Covered Arbitrage: Arbitrage between financial instruments denominated in different currencies, using forward cover to eliminate exchange risk.

Covered Margin: The interest rate margin between two instruments denominated in different currencies after taking account of the cost of forward cover.

Crawling Peg: A method of exchange rate adjustment; the rate is fixed / pegged, but adjusted at certain intervals in line with certain economic or market indicators.

Credit Risk: The risk that a debtor will not repay; more specifically the risk that the counterparty does not have the currency promised to be delivered.

Cross Deal: A foreign exchange deal entered into involving two currencies, neither of which is the base currency.

Cross Rates: Rates between two currencies, neither of which is the US Dollar.

Current Account: The net balance of a country's international payment arising from exports and imports together with unilateral transfers such as aid and migrant remittances. It excludes capital flows.


Day Trader: Speculators who take positions in commodities which are then liquidated prior to the close of the same trading day.

Deal Date: The date on which a transaction is agreed upon.

Deal Ticket: The primary method of recording the basic information relating to a transaction.

Dealer: An individual or firm acting as a principal, rather than as an agent, in the purchase and / or sale of securities. Dealers trade for their own account and risk.

Deflator: Difference between real and nominal Gross National Product, which is equivalent to the overall inflation rate.

Delivery Date: The date of maturity of the contract, when the exchange of the currencies is made This date is more commonly known as the value date in the FX or Money markets.
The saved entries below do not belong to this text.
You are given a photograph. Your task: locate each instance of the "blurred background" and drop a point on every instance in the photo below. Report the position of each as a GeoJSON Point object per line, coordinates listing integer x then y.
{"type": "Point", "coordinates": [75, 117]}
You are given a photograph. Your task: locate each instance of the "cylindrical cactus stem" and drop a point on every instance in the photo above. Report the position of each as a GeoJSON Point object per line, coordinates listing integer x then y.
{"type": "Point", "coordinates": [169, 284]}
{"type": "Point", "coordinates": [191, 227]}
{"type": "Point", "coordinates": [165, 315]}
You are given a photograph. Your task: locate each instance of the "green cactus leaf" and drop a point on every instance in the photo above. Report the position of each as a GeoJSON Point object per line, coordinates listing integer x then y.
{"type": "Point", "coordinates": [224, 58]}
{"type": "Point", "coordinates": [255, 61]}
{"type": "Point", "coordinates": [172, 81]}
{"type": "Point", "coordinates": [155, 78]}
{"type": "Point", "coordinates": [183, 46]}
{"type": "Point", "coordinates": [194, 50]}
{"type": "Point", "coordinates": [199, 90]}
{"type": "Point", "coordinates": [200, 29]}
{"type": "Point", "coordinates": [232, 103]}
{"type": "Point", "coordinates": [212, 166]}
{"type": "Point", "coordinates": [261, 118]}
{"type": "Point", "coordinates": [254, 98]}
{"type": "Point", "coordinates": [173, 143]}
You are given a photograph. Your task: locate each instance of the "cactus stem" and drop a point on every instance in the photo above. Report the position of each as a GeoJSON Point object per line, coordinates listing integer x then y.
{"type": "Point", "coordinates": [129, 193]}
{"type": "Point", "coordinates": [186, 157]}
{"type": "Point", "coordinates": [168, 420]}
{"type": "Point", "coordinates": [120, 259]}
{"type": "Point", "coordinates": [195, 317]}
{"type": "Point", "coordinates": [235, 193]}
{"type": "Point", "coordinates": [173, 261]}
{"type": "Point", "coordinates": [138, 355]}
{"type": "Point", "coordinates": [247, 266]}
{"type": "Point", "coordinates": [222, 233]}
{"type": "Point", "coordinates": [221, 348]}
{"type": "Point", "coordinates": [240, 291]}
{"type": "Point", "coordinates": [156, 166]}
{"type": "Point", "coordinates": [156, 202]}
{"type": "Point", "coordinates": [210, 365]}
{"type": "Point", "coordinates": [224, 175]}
Delivery Risk: A term to describe when a counterparty will not be able to complete his side of the deal, although willing to do so.

Depreciation: A fall in the value of a currency due to market forces rather than due to official action.

Desk: Term referring to a group dealing with a specific currency or currencies.

Details: All the information required to finalize a foreign exchange transaction, i.e. name, rate, dates, and point of delivery.

Devaluation: Deliberate downward adjustment of a currency against its fixed parities or bands, normally by formal announcement.

Direct Quotation: Quoting in fixed units of foreign currency against variable amounts of the domestic currency.

Dirty Float: Floating a currency when the rate is controlled by intervention by the monetary authorities.


Easing: Modest decline in price.

Economic Indicator: A statistics which indicates current economic growth rates and trends such as retail sales and employment.

ECU: European Currency Unit.

EDI: Electronic Data Interchange.

Effective Exchange Rate: An attempt to summarize the effects on a country's trade balance of its currency's changes against other currencies.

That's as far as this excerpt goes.